Rosemarinus officinalis

Other Names:  Incensier, Dew of the Sea, Rose of the Sea, Sea Mist, Sea Dew, Ros Maris, Rosmarie, Guardrobe. Mary's Mantle, Polar Plant, Compass Plant, Romarin, Romero, Rosemarino.

Planetary Ruler:   The Sun

Element: Fire

Gender: Masculine

Powers: Protection, Love, Lust, Mental powers, Exorcism, Purification, Healing, Sleep, Youth.

Rosemary is one of my favourite herbs, it is a hardy, evergreen perennial that grows between 3-6 ft.  It is native to the Mediterranean and was said to have been brought to Britain by the Roman's. It is now grown throughout the world, and is a popular ornamental, culinary and magical plant. Rosmarinus is from the Latin meaning 'Dew of the Sea'.
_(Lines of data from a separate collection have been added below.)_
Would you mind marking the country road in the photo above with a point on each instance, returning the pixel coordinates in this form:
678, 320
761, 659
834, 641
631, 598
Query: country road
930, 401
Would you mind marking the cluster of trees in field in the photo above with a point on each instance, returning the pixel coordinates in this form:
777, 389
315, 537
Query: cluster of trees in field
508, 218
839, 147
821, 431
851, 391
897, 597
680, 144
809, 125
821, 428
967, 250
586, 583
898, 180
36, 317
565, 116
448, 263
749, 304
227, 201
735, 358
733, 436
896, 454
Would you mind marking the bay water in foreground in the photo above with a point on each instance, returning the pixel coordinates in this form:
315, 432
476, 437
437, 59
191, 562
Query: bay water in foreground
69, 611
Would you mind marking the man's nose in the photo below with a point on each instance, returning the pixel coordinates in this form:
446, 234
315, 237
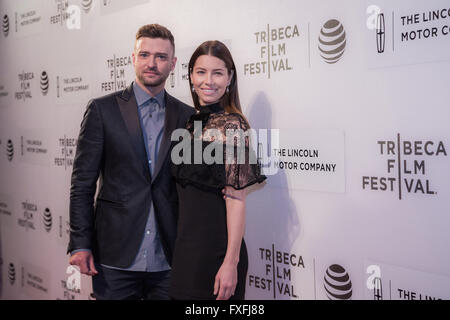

Rosemary has a reputation of improving concentration and memory, Greek students would braid it into their hair to help them with their exams. It has long been associated with remembrance and is often used in funeral wreaths or placed in coffins to signify that the dead will not be forgotten.

Rosemary can be hung up around the home for protection against thieves, evil spirits and negative energies, which makes it a great addition to any protection bags/pouches or bottles. It can also be placed beneath your pillow to keep away nightmares and to remember your dreams.

Powdered rosemary kept under the bed is said to keep a couple together, and hung-over cradles, it will deter faeries from stealing babies, although it is also said to attract faeries and elves!

Rosemary can be used in spells for fidelity, memory and to dispel jealousy. It is perfect for purifying ritual baths, and used an incense during past life meditations.

A sprig of Rosemary, wrapped in cotton and tied around your right arm is said to dispel depression and keep you merry and bright; and in the middle ages it was worn around the neck to protect against the plague. Along with Rue, it was placed in Courts of Justice as a preventative from the contagion of gaol fever.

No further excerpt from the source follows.